Существовали разногласия, но не было острых противоречий. Разве это не естественно для народа, который за четырнадцать лет[237]
сумел проучить Англию, прошел по доброй половине континента, создал десяток армий, участвовал в сотне сражений, всюду побеждал, вмешивался во все происходящее, нарушал все традиции, перепробовал все теории, всего вкусил и вышел из всего невредимым; для народа, который жил, богател, приобщался к цивилизации? И разве не естественно то, что основы правления, политическая вера, полученные им от Европы, были полны ошибок, абсурдных и превратных идей, дурных принципов — ведь политики Буэнос-Айреса не обязаны были знать больше, чем великие мыслители Европы, не имевшие к тому времени никаких окончательных представлений о том, что касается политической организации? Вот то серьезное обстоятельство, на которое я хочу обратить внимание.
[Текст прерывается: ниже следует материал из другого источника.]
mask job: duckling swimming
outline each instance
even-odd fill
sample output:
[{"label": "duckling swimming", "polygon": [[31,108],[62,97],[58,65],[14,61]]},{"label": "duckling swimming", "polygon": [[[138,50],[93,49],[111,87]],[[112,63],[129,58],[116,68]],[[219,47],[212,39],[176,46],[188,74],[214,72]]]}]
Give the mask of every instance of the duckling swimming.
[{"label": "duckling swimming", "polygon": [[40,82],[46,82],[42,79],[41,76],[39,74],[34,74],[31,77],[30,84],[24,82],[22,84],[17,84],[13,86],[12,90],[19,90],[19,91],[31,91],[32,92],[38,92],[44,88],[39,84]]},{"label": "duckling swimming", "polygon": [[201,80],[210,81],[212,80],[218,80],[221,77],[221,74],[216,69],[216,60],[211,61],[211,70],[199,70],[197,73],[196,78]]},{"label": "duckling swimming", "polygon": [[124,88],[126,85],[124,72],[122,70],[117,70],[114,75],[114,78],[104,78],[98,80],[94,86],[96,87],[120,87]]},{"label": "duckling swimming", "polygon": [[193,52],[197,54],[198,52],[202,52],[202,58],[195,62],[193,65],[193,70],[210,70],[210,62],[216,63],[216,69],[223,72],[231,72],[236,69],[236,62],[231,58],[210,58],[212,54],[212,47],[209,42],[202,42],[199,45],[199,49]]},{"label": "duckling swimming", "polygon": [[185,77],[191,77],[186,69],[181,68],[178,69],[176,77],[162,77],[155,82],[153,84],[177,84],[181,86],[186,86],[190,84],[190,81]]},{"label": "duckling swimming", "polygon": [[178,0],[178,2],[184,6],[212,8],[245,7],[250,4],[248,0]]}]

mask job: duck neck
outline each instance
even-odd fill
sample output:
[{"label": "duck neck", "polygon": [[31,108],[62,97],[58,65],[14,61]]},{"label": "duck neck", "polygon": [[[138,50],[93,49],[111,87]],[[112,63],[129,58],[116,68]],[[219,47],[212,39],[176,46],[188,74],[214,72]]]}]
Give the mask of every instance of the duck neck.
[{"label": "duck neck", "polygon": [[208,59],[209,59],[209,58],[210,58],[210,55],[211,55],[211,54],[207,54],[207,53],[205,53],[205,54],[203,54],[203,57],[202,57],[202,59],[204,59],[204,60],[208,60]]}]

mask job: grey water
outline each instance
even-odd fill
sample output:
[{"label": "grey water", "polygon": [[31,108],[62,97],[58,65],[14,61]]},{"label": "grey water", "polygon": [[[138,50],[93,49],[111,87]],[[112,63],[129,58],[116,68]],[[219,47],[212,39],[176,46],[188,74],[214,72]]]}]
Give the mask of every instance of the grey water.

Сейчас существуют труды о конституциях, расах, верованиях, истории, распространившие наконец определенные практические знания, что предостерегают нас доверяться блеску теорий, принимаемых a priori, но до 1820 года ничто из этого еще не разошлось по европейскому миру.Парадоксы «Общественного договора» вдохновили революцию во Франции, в Буэнос-Айресе произошло то же самое; Вольтер разоблачил христианство, и оно потеряло авторитет и в Буэнос-Айресе; Монтескье различал три власти[238]
, и тотчас идею трех властей подхватили у нас; Бенжамен Констан[239] и Бентам отвергли исполнительную власть, и едва она народилась у нас, ее тоже отвергли; Сей[240] и Смит[241] проповедовали свободу торговли, то же повторилось и у нас. Буэнос-Айрес исповедовал и верил в то, во что верил и что исповедовал ученый мир Европы. Только после революции 1830 года во Франции, не достигшей полностью своих целей, общественные науки избирают новое русло, и иллюзии постепенно рассеиваются. С той поры к нам иногда начинают попадать европейские книги, в которых доказывается, что Вольтер был не так уж и прав, что Руссо был софистом, что Мабли и Рейналь просто анархисты, что не существует ни трех властей, ни общественного договора, и так далее. С той поры мы узнаем кое-что о расах, о характере развития, о национальных обычаях, об исторических событиях. Токвиль впервые открывает тайну Северной Америки[242]; Сисмонди[243] вскрывает бессодержательность конституций; Тьер[244], Мишле[245] и Гизо проникают в самый дух истории; революция 1830 года показывает всю иллюзорность конституционализма Бенжамена Констана; испанская революция — все недостатки и отсталость, что свойственны нашей расе. В чем же обвинять Ривадавиа и Буэнос-Айрес? В том, что они были знакомы лишь с европейскими учеными, которые ввели их в заблуждение? С другой стороны, как мог не встретить с энтузиазмом такие важные идеи народ, который в столь большой мере и столь успешно способствовал распространению революции? Как обуздать полет фантазии народа, обитающего на бескрайней равнине, чьей границей служит безбрежная река, не имеющая противоположного берега, народа, не имеющего представления о собственных традициях, да их и на деле нет у него, едва возникшего, но с колыбели слышащего, что его величают великим?